May I suggest some further reading??
http://www.mises.org/rothbard/genuine.asp
Edited with an Introduction by Llewellyn H. Rockwell, Jr. Copyright © 1992.
All you need is an foreword by Lyndon LaRouche and an afterword by Justine Raimondo.
Footnote 12 invalidates the author's entire argument and he doesn't even see it. As silver and gold fluctuated in demand, the feds constantly re-defined how much gold a dollar was worth. In other words, the DOLLAR was treated as the constant, and the gold was treated as the variable.

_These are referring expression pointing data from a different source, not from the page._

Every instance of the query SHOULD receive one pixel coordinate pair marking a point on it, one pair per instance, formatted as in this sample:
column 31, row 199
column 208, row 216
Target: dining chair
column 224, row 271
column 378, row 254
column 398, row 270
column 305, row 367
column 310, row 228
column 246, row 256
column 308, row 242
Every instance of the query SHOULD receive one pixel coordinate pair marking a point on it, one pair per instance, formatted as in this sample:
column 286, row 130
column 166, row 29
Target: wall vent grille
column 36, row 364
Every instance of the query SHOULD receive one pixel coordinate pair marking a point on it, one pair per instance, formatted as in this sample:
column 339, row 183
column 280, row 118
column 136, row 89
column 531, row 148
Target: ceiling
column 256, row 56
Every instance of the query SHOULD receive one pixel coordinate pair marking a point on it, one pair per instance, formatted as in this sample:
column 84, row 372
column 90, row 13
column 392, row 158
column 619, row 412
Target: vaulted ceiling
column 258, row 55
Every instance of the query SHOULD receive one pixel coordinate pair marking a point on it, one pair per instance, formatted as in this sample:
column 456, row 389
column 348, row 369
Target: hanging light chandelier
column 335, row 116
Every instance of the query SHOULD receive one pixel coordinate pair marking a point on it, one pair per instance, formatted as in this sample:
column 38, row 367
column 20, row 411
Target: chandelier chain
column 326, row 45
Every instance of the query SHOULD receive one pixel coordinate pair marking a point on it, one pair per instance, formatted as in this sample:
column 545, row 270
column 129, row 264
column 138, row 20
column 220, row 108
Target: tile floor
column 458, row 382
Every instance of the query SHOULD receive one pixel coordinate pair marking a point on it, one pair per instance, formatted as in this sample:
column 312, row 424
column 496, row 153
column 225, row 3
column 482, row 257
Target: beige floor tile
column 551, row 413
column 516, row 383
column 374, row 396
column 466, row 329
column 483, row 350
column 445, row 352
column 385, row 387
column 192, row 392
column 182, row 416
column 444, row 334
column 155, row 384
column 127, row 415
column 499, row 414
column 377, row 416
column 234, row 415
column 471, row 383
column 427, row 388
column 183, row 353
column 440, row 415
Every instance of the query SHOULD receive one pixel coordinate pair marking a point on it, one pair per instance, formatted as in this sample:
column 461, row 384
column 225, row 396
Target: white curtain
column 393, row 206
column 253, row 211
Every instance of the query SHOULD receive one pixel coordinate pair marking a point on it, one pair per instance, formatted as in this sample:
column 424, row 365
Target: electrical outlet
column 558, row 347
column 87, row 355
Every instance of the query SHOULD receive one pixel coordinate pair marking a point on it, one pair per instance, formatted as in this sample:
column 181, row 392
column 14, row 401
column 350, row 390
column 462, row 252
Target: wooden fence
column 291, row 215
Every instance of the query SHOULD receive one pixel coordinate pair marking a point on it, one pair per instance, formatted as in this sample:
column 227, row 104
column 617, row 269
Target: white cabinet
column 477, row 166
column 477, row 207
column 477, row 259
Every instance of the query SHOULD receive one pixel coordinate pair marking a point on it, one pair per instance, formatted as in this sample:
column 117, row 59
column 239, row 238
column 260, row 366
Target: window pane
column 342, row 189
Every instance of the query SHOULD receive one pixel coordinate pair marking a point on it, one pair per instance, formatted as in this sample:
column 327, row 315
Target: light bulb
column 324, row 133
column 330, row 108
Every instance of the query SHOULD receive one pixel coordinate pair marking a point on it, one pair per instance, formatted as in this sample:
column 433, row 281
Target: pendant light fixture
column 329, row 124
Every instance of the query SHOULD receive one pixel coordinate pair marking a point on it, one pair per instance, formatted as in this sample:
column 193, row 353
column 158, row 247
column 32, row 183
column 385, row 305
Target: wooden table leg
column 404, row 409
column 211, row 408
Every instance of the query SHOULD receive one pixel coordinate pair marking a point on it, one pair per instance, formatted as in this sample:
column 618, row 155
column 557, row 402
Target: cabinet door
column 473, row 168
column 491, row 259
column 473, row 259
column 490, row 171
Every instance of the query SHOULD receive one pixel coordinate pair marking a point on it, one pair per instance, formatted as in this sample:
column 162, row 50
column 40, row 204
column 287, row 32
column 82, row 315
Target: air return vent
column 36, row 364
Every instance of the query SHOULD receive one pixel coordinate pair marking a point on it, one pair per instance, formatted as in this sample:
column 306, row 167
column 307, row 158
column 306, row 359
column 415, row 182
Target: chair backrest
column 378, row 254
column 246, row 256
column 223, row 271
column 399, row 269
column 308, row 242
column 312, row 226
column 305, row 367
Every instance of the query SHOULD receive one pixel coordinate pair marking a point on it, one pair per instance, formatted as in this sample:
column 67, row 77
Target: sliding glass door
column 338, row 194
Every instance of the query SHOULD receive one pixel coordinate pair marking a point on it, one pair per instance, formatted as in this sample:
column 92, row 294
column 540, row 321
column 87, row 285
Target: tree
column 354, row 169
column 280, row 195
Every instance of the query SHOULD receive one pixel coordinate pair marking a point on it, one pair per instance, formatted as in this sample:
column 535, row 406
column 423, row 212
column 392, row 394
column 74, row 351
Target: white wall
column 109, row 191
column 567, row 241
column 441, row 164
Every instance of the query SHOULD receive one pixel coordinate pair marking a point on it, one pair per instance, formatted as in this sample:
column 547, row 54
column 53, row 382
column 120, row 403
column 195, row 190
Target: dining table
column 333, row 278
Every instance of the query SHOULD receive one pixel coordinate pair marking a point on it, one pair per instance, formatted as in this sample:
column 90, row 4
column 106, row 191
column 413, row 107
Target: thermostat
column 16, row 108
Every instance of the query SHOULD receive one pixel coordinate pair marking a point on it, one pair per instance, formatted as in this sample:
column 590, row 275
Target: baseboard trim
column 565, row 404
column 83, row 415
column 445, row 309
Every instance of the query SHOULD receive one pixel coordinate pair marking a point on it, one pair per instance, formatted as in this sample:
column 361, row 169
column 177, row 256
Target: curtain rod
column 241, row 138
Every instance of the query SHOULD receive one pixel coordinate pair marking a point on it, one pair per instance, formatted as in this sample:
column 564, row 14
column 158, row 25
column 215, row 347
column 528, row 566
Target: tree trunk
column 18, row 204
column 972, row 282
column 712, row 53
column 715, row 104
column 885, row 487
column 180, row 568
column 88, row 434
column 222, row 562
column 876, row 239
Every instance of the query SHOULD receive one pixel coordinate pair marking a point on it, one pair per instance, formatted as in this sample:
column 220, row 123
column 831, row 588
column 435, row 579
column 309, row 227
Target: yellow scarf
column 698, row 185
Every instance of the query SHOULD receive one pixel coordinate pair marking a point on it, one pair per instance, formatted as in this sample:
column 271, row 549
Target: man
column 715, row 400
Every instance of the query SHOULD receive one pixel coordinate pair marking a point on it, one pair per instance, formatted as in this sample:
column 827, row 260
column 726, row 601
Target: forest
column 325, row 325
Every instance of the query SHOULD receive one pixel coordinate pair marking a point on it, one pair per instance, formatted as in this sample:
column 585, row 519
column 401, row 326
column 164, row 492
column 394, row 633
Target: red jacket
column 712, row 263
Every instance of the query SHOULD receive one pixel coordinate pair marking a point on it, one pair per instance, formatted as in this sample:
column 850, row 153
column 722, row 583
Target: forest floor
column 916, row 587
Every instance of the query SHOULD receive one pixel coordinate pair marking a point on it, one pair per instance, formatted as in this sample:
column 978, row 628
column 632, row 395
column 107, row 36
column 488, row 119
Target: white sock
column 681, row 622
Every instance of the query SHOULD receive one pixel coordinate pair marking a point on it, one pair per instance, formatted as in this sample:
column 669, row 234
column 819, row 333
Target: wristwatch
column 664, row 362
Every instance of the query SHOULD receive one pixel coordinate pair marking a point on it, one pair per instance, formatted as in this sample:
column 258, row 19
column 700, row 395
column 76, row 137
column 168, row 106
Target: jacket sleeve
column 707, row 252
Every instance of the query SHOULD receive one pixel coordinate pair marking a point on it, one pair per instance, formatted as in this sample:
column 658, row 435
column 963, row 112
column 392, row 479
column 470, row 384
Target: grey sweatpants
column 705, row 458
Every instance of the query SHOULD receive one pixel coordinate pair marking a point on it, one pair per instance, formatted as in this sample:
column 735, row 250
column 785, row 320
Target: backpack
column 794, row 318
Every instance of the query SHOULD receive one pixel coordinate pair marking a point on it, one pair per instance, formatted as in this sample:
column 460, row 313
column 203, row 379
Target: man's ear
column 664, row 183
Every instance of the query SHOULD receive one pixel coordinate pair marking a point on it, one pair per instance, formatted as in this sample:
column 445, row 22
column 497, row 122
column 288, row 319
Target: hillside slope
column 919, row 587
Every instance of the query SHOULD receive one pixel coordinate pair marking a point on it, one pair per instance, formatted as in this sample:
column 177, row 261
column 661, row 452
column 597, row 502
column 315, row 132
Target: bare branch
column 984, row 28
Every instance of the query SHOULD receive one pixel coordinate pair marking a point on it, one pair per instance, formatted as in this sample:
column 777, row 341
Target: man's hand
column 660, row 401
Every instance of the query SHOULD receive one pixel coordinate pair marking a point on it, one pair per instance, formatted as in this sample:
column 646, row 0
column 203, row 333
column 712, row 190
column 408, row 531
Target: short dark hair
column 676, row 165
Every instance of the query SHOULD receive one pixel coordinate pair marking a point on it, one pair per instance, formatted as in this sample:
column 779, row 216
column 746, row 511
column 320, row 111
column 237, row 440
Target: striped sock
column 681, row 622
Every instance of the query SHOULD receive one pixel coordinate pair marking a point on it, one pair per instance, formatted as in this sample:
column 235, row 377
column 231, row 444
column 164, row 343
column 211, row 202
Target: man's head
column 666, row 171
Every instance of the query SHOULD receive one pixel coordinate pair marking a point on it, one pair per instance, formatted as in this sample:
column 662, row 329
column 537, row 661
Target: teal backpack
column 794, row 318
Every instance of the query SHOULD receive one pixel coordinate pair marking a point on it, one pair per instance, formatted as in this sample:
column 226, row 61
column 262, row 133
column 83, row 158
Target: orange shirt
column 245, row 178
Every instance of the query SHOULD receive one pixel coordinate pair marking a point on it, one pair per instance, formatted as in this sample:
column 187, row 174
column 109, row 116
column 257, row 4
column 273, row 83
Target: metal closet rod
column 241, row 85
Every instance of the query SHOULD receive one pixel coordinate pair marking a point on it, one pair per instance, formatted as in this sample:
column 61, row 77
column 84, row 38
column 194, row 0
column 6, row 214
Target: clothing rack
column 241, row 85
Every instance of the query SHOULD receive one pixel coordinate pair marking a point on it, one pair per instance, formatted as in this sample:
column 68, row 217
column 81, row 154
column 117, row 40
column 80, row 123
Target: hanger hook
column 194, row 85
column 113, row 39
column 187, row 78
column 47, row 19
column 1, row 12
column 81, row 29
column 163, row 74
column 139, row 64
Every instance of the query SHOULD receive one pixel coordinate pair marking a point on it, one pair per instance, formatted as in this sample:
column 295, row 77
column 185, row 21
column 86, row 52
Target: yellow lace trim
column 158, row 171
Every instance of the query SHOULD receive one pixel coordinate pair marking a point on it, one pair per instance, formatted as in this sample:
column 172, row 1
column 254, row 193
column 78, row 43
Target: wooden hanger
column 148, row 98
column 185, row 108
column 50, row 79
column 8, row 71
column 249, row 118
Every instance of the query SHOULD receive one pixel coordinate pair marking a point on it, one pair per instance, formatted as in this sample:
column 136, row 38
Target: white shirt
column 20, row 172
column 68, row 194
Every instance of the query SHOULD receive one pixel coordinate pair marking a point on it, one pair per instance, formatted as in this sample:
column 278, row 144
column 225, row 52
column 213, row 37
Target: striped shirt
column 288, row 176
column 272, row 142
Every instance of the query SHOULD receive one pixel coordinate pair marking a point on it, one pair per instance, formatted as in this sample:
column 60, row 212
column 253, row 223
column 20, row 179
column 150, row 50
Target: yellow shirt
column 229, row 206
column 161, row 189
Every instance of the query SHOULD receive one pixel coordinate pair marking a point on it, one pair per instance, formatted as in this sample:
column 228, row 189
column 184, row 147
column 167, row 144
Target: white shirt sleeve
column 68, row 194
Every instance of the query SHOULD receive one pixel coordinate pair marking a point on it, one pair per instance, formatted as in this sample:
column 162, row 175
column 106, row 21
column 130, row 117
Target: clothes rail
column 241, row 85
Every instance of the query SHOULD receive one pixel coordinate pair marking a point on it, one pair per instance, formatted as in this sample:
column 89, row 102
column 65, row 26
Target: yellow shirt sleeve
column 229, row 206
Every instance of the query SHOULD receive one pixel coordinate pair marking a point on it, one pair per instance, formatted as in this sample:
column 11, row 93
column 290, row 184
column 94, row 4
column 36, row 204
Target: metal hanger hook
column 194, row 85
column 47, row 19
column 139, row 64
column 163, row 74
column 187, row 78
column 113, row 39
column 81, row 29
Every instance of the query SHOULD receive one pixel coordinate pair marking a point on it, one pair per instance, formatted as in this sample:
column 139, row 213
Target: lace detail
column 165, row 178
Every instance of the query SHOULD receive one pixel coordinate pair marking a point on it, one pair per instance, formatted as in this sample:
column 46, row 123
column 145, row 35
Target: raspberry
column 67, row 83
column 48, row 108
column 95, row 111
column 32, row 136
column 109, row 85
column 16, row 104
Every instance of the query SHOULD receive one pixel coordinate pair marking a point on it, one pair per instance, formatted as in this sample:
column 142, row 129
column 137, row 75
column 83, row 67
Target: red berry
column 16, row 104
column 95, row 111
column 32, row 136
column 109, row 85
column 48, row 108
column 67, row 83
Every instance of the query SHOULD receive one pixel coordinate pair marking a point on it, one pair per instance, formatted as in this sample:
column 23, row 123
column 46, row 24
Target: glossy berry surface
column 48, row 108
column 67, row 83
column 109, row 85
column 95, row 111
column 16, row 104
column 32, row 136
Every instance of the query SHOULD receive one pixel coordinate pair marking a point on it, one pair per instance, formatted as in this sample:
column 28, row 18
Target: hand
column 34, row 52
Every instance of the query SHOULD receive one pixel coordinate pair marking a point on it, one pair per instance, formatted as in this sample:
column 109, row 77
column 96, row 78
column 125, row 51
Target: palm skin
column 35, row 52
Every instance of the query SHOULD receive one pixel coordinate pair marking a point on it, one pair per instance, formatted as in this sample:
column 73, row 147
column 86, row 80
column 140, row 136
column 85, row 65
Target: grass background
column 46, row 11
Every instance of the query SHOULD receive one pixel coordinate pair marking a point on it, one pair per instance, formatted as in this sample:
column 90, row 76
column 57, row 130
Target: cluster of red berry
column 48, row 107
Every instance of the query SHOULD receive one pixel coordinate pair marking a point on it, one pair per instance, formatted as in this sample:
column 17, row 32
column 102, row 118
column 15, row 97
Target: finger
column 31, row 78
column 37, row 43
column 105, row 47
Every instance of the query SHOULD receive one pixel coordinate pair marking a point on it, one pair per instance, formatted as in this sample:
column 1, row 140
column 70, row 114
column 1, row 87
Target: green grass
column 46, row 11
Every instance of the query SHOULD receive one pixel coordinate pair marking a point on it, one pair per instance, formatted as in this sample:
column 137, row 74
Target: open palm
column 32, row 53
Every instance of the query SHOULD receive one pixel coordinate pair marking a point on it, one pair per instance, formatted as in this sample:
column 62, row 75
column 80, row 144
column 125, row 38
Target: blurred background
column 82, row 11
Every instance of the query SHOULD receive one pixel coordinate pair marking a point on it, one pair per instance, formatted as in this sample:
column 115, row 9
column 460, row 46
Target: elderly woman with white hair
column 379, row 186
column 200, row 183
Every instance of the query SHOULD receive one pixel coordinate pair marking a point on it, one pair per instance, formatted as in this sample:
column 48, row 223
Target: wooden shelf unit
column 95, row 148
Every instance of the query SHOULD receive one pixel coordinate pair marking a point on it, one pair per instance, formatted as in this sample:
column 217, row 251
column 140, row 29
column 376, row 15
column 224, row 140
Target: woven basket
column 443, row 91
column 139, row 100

This is because the true wealth of a nation is its manufacture and trade, NOT how much gold it has in its treasury. Money is simply the method whereby the value of trade is quantified among people whose items of trade do not coincide to the point where a barter system is possible.
For example, I write software manuals for a living. That is a skill I cannot barter for a new car. However, I can barter that skill for a company that makes software. That company can then barter with others who are interested in their product.
Money, whatever form it takes, allows us to create a common denominator that is valid for trade irrespective of whether the buyer and seller have skills or materials the other desires.
The car maker does not desire my writing skills, but he WILL take my money, which is a UNIVERSAL barter for my skills. I have bartered my skills to someone who IS interested for this UNIVERSAL barter. I can then take it and use it to barter with someone who has no interest in my particular skills.
When you understand this, you understand that the value of money is determined not by the paper it is printed on nor the gold that may back it but on the perceived worth of labor by those engaged in trade of those labors and products of that labor.